N-terminal RING finger (see <PDOC00449>)/B-box (see <PDOC50119>)/coiled coil (RBCC) or tripartite motif (TRIM) proteins, which are found in metazoan, are involved in a vast array of intracellular functions. They appear to function as part of large protein complexes and possess ubiquitin-protein isopeptide ligase activity.

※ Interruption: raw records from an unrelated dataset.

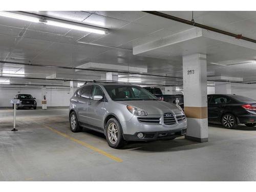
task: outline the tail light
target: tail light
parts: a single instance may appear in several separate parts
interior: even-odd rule
[[[247,110],[256,111],[256,106],[252,106],[250,104],[244,104],[242,107]]]

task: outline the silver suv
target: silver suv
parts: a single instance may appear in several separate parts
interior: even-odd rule
[[[79,88],[70,99],[70,128],[101,132],[109,145],[127,141],[174,139],[186,134],[187,120],[179,106],[162,101],[130,83],[97,82]]]

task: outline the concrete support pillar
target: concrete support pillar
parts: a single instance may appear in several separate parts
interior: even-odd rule
[[[47,98],[46,97],[46,88],[45,86],[44,86],[41,88],[41,104],[42,104],[42,109],[47,110]]]
[[[117,73],[106,72],[106,80],[117,81],[118,80],[118,74]]]
[[[231,94],[231,83],[215,82],[215,94]]]
[[[176,87],[175,86],[165,87],[165,93],[166,95],[176,95]]]
[[[183,57],[184,112],[187,118],[185,138],[208,141],[206,55]]]
[[[77,89],[77,82],[70,81],[70,97],[71,98]]]

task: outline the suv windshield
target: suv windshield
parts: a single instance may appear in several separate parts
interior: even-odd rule
[[[18,95],[18,99],[33,99],[31,95]]]
[[[145,88],[145,90],[148,91],[153,94],[155,95],[162,95],[162,91],[158,88]]]
[[[115,85],[104,87],[114,101],[158,100],[151,93],[139,86]]]

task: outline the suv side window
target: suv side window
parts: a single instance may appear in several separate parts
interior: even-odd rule
[[[209,103],[210,102],[210,96],[208,95],[207,96],[207,102]]]
[[[84,86],[81,93],[81,97],[88,98],[90,97],[92,86]]]
[[[76,91],[76,96],[77,97],[79,97],[80,95],[81,94],[81,91],[82,91],[82,88],[79,88]]]
[[[99,87],[96,86],[93,86],[92,96],[91,96],[92,99],[93,99],[93,96],[94,95],[101,95],[102,97],[104,97],[104,93]]]
[[[230,101],[230,99],[223,96],[214,95],[210,101],[211,104],[226,104]]]

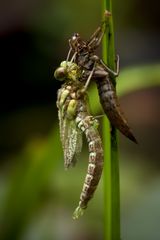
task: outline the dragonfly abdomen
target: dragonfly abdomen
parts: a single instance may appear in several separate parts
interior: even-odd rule
[[[84,114],[84,113],[83,113]],[[82,215],[83,209],[87,207],[88,201],[92,198],[103,170],[103,149],[102,142],[97,130],[97,120],[92,116],[79,114],[76,118],[77,126],[84,132],[89,148],[89,164],[83,184],[80,201],[73,217]]]
[[[109,80],[109,76],[97,78],[96,84],[101,105],[111,124],[130,140],[137,143],[128,122],[124,117],[124,113],[120,108],[114,86]]]

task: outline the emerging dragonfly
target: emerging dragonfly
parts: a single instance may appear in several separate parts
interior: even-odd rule
[[[93,72],[90,73],[89,78],[92,77],[92,74]],[[97,130],[98,121],[89,112],[87,85],[84,86],[79,81],[81,71],[77,64],[68,61],[62,62],[54,76],[60,81],[65,81],[58,90],[57,98],[65,167],[75,165],[76,155],[82,148],[82,133],[86,136],[89,148],[87,174],[79,205],[73,214],[73,218],[76,219],[83,214],[100,180],[103,169],[102,142]]]
[[[74,62],[80,66],[83,71],[83,77],[81,81],[86,82],[87,76],[90,71],[94,71],[92,79],[96,82],[100,102],[106,113],[111,125],[119,129],[119,131],[128,137],[133,142],[137,143],[134,137],[124,113],[122,112],[119,104],[119,100],[116,94],[115,87],[112,83],[112,79],[117,77],[119,74],[119,57],[116,60],[116,72],[107,67],[105,63],[95,55],[95,50],[101,43],[103,35],[106,31],[108,18],[110,17],[110,12],[105,12],[105,20],[100,27],[92,34],[88,41],[82,40],[78,33],[74,34],[69,40],[70,50],[74,53]],[[69,57],[68,57],[69,58]]]

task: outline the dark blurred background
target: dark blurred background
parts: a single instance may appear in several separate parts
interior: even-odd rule
[[[101,5],[91,0],[0,2],[1,239],[103,239],[102,183],[85,216],[78,222],[71,219],[86,161],[71,172],[63,171],[57,147],[60,83],[53,78],[66,58],[70,36],[79,32],[87,39],[99,25]],[[144,65],[154,69],[160,63],[159,9],[159,1],[113,1],[122,72]],[[134,146],[120,136],[122,239],[126,240],[160,239],[158,82],[120,98],[139,141]]]

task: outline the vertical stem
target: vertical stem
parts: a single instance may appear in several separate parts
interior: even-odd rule
[[[104,0],[104,10],[112,13],[111,0]],[[115,48],[113,19],[109,18],[108,28],[103,41],[103,60],[111,69],[115,69]],[[116,87],[115,79],[112,79]],[[104,140],[104,223],[105,240],[120,240],[120,190],[119,190],[119,161],[116,129],[111,129],[108,119],[103,122]]]

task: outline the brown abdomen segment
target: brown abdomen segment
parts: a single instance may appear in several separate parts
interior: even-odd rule
[[[124,113],[120,108],[114,86],[108,76],[96,79],[96,84],[98,87],[101,105],[110,123],[131,141],[137,143],[128,122],[124,117]]]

The following RBCC proteins contain an ~60-residue COS (C-terminal subgroup one signature) domain, which is also found in a distantly related non-RBCC microtubule-binding protein, GLFND:

• Vertebrate MID1 and MID2, which associate with microtubules through homo- and heterodimerization.
• Animal TRIM9, which plays a regulatory role in synaptic vesicle exocytosis.

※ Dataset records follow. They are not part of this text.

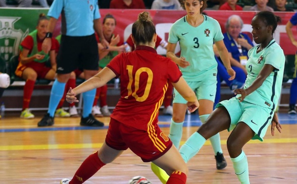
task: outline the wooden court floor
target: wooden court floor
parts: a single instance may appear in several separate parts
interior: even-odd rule
[[[251,184],[297,184],[297,115],[279,115],[282,134],[271,136],[268,130],[263,142],[251,140],[244,148],[248,156]],[[41,116],[32,120],[7,117],[0,120],[0,184],[59,184],[72,178],[82,162],[104,141],[109,118],[99,118],[103,128],[79,126],[79,118],[55,119],[52,127],[37,128]],[[170,117],[160,116],[159,125],[168,134]],[[197,115],[187,115],[182,143],[200,123]],[[187,184],[238,184],[226,148],[229,133],[221,133],[222,147],[228,163],[222,170],[207,141],[188,163]],[[103,167],[86,184],[128,184],[136,176],[144,176],[152,184],[161,184],[130,150]]]

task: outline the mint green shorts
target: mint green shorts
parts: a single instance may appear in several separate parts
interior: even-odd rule
[[[221,106],[226,108],[231,118],[228,131],[233,130],[239,122],[243,122],[255,133],[252,139],[263,141],[273,117],[274,112],[272,109],[245,101],[241,102],[235,97],[220,102],[216,108]]]
[[[216,78],[213,78],[215,79],[198,82],[187,82],[187,83],[194,91],[198,100],[205,99],[214,102],[217,80]],[[186,104],[187,102],[187,100],[175,89],[173,91],[173,103]]]

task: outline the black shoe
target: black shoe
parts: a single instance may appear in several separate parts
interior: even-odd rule
[[[54,122],[53,122],[53,117],[50,117],[50,114],[48,113],[44,116],[40,120],[37,126],[39,127],[46,127],[48,126],[52,126]]]
[[[89,127],[104,127],[104,123],[96,119],[92,114],[90,114],[86,118],[82,117],[80,124]]]
[[[227,166],[227,162],[223,153],[217,152],[217,155],[214,156],[215,161],[216,161],[217,169],[221,170],[225,168]]]

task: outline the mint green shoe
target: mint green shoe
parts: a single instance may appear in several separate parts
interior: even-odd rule
[[[169,179],[169,176],[163,169],[157,166],[152,162],[150,162],[150,169],[154,174],[159,178],[163,184],[166,184]]]
[[[62,118],[66,118],[70,117],[70,114],[66,112],[64,109],[61,108],[56,110],[54,113],[54,117],[60,117]]]
[[[22,111],[21,113],[20,117],[22,118],[31,119],[34,118],[35,117],[35,116],[34,116],[34,115],[31,113],[31,111],[30,111],[30,110],[29,110],[28,108],[25,109],[25,110]]]

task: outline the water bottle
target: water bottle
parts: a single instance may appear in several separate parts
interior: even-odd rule
[[[5,112],[5,105],[4,104],[4,102],[2,102],[2,104],[0,106],[0,112],[1,114],[1,116],[4,117],[4,114]]]
[[[116,78],[114,80],[114,89],[117,89],[119,88],[119,83],[120,83],[120,79]]]
[[[125,42],[124,43],[124,45],[125,46],[125,50],[126,50],[126,52],[131,51],[131,48],[129,46],[129,44],[127,43],[127,42]]]

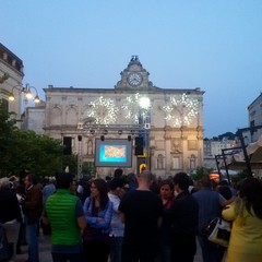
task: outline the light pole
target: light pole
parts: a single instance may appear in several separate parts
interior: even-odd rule
[[[140,130],[140,136],[144,139],[144,156],[145,156],[145,165],[150,169],[150,130],[151,130],[151,100],[147,96],[142,96],[139,98],[140,112],[139,112],[139,126],[142,127]]]
[[[82,165],[83,165],[83,156],[82,156],[82,135],[78,135],[79,140],[79,155],[78,155],[78,179],[82,178]]]

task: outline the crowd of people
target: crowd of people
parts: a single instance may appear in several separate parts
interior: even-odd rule
[[[262,182],[238,189],[184,172],[156,179],[150,170],[76,181],[69,172],[39,183],[0,179],[0,223],[13,257],[28,246],[26,262],[39,262],[38,234],[51,235],[53,262],[193,262],[196,241],[203,262],[262,261]],[[207,239],[215,217],[231,222],[228,248]]]

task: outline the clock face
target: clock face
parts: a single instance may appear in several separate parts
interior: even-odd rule
[[[142,75],[140,73],[131,73],[128,76],[128,82],[130,85],[138,86],[142,83]]]

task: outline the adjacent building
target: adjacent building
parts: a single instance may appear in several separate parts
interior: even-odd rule
[[[21,119],[21,86],[24,78],[23,61],[0,43],[0,99],[4,108]],[[9,102],[13,94],[15,100]]]

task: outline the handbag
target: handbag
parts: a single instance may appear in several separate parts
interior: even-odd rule
[[[207,239],[223,247],[228,247],[231,223],[221,217],[212,219],[206,227]]]

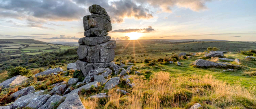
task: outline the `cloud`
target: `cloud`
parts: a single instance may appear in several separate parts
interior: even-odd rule
[[[48,34],[30,34],[30,35],[48,35],[48,36],[53,35],[48,35]]]
[[[136,32],[139,33],[149,33],[155,31],[152,27],[149,26],[148,28],[143,29],[116,29],[112,31],[112,33],[131,33]]]
[[[115,40],[127,40],[130,39],[130,38],[127,36],[125,36],[124,37],[121,37],[120,38],[117,37],[115,38]]]
[[[80,38],[76,37],[76,36],[65,36],[65,35],[59,35],[59,36],[53,37],[50,38],[44,38],[45,39],[72,39],[72,40],[79,40]]]

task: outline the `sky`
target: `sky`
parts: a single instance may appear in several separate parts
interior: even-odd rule
[[[255,0],[0,0],[0,38],[77,42],[94,4],[112,40],[256,41]]]

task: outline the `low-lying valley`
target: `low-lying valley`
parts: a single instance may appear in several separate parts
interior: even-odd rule
[[[78,47],[0,40],[0,109],[256,109],[255,42],[112,40],[89,9]]]

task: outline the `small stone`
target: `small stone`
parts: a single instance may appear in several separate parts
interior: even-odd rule
[[[69,80],[69,82],[68,82],[68,85],[70,86],[74,84],[77,82],[77,81],[78,81],[78,78],[71,78]]]

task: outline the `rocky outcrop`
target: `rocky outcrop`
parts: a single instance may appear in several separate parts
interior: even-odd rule
[[[113,88],[119,84],[120,80],[120,78],[119,77],[116,77],[110,78],[105,85],[104,89],[109,90]]]
[[[68,64],[67,68],[68,70],[70,69],[76,69],[76,63]]]
[[[46,71],[35,74],[35,76],[37,77],[39,76],[48,75],[53,73],[57,73],[61,71],[63,71],[63,69],[61,67],[58,67],[54,69],[50,68]]]
[[[19,85],[28,79],[26,76],[17,75],[0,83],[0,87],[2,87],[2,88],[8,88],[11,86]]]
[[[12,94],[10,96],[13,99],[15,100],[18,97],[20,97],[23,96],[30,94],[35,91],[33,87],[30,86],[28,87],[24,88]]]
[[[210,52],[210,53],[204,55],[204,56],[206,57],[222,57],[224,56],[224,54],[223,52],[216,51]]]

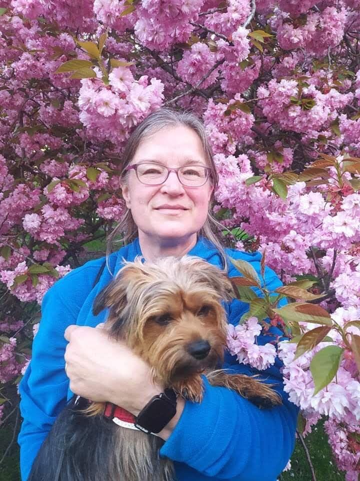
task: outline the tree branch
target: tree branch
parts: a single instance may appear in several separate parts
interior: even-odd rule
[[[218,60],[218,62],[214,65],[211,69],[209,70],[208,73],[204,75],[202,79],[201,79],[199,82],[198,82],[196,85],[194,87],[192,87],[191,88],[188,89],[188,90],[186,90],[184,92],[183,92],[182,93],[178,95],[177,95],[176,97],[174,97],[172,99],[170,99],[170,100],[168,100],[168,102],[166,102],[164,104],[164,106],[169,105],[170,104],[172,104],[174,102],[176,102],[176,100],[178,100],[179,99],[180,99],[182,97],[184,97],[185,95],[188,95],[189,94],[192,93],[193,92],[195,92],[198,89],[198,87],[201,85],[203,82],[204,82],[206,79],[210,77],[210,76],[214,70],[218,68],[218,67],[221,65],[222,64],[223,64],[225,61],[225,59],[222,59],[221,60]],[[206,96],[204,96],[206,98],[207,97]]]
[[[250,23],[250,22],[252,21],[252,19],[255,16],[256,10],[256,3],[255,2],[255,0],[252,0],[252,11],[249,16],[246,19],[246,21],[245,22],[245,23],[242,26],[242,27],[244,27],[244,29],[246,29],[248,27],[248,24]]]
[[[297,429],[296,429],[296,434],[298,436],[298,438],[300,439],[300,442],[302,445],[302,447],[304,448],[304,450],[305,451],[305,455],[306,456],[306,459],[308,460],[308,463],[309,467],[310,467],[310,470],[311,471],[312,478],[312,481],[316,481],[316,476],[315,475],[315,470],[314,468],[312,463],[312,462],[311,458],[310,457],[310,453],[308,452],[308,446],[305,444],[305,441],[304,441],[304,438],[302,437],[302,433]]]
[[[196,24],[194,22],[190,22],[190,23],[194,27],[198,27],[200,29],[202,29],[203,30],[206,30],[210,34],[214,34],[214,35],[216,35],[216,36],[218,37],[220,39],[222,39],[223,40],[225,40],[228,44],[231,43],[231,42],[229,42],[227,37],[226,37],[224,35],[222,35],[222,34],[218,34],[218,32],[215,32],[214,30],[210,30],[210,29],[208,29],[208,27],[205,27],[204,25],[202,25],[200,24]]]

• Mammalian TRIM nine-like (TNL).
• Mammalian TRIM36, which could play a regulatory role in exocytosis of the sperm vesicle.
• Mammalian tripartite, fibronectin type III and C-terminal B30.2/SPRY (TRIFIC).

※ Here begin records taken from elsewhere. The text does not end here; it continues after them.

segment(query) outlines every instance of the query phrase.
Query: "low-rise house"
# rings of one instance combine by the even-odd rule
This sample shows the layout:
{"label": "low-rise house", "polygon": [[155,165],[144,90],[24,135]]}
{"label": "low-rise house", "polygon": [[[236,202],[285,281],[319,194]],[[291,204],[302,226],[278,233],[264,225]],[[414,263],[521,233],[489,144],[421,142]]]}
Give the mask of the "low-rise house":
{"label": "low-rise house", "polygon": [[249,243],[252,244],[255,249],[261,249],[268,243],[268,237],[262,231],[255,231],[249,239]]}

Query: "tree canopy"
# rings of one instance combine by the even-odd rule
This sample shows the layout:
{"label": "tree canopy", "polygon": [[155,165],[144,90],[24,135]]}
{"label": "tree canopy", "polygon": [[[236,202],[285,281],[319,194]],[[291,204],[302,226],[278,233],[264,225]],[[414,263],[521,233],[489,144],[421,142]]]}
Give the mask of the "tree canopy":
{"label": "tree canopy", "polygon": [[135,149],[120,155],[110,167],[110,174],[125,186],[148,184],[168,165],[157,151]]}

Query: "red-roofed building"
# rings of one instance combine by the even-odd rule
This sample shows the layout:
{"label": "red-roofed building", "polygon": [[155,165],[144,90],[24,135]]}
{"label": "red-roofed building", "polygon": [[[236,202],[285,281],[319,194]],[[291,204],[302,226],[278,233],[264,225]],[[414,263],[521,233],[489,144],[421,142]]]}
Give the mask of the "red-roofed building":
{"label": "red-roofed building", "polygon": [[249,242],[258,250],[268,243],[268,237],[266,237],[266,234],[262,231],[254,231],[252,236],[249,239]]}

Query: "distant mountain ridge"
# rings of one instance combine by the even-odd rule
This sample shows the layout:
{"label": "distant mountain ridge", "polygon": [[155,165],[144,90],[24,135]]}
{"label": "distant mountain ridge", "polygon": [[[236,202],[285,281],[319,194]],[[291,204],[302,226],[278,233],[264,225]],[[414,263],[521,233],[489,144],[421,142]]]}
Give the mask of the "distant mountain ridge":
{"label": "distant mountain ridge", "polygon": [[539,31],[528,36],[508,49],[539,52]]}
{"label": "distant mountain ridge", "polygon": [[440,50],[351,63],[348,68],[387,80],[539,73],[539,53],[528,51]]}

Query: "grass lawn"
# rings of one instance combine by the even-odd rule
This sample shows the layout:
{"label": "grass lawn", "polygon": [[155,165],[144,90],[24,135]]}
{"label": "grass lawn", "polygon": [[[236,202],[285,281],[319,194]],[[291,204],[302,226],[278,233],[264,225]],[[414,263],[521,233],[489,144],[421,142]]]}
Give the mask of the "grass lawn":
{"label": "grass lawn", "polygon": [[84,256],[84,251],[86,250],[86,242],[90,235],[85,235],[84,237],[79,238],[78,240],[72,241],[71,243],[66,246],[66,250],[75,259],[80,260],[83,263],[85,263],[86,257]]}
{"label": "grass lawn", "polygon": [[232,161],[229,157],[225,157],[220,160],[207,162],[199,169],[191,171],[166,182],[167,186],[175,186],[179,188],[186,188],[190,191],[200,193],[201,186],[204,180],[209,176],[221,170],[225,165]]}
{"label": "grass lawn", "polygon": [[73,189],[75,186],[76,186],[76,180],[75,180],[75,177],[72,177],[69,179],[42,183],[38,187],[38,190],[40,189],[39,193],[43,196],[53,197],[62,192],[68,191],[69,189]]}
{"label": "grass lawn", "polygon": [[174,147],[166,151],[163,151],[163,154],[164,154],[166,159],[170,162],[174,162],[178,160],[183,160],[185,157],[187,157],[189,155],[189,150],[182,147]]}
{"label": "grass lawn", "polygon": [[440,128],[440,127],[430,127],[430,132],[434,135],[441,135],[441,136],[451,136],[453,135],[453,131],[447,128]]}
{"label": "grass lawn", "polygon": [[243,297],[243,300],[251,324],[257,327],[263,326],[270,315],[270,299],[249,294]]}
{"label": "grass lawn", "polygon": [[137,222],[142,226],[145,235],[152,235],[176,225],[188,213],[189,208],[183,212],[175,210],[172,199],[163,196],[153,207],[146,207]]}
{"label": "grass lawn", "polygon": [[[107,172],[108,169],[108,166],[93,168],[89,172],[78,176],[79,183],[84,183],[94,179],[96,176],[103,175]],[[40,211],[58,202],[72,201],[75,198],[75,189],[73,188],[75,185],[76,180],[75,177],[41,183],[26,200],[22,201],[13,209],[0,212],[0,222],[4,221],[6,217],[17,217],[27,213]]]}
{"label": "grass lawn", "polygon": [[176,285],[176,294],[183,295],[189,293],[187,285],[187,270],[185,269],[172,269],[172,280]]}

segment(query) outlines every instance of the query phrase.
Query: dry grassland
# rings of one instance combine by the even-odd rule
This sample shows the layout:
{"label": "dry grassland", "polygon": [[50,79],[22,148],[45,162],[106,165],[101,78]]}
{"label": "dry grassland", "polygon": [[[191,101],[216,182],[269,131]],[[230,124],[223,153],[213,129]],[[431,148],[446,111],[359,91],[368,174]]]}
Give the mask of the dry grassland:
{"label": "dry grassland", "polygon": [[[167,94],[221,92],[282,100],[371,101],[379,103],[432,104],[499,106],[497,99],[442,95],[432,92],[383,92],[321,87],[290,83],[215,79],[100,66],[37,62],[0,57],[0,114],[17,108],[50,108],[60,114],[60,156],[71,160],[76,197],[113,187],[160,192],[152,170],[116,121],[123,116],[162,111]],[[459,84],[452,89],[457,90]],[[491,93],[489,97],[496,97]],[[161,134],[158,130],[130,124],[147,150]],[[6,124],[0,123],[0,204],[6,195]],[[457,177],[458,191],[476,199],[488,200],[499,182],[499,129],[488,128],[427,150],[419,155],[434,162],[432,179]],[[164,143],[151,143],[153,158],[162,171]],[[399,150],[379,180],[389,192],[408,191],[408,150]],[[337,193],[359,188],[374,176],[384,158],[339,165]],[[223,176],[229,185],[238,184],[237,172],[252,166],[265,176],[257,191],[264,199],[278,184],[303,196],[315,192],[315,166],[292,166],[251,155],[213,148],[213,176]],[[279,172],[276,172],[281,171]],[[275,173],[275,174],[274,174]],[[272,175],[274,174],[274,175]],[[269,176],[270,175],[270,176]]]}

• Mammalian muscle-specific RING finger (MURF) family. MURF proteins have an ability to form both homo- and heterodimers with each other and to associate with the microtubule cytoskeleton.

In addition to RBCC, the COS domain is also found in association with B30.2/SPRY (see <PDOC50188>) or fibronectin type-III (FN3) (see <PDOC50853>) domains.

The COS domain is predicted to consist of two α-helical coils [1].

The profile we developed covers the entire COS domain.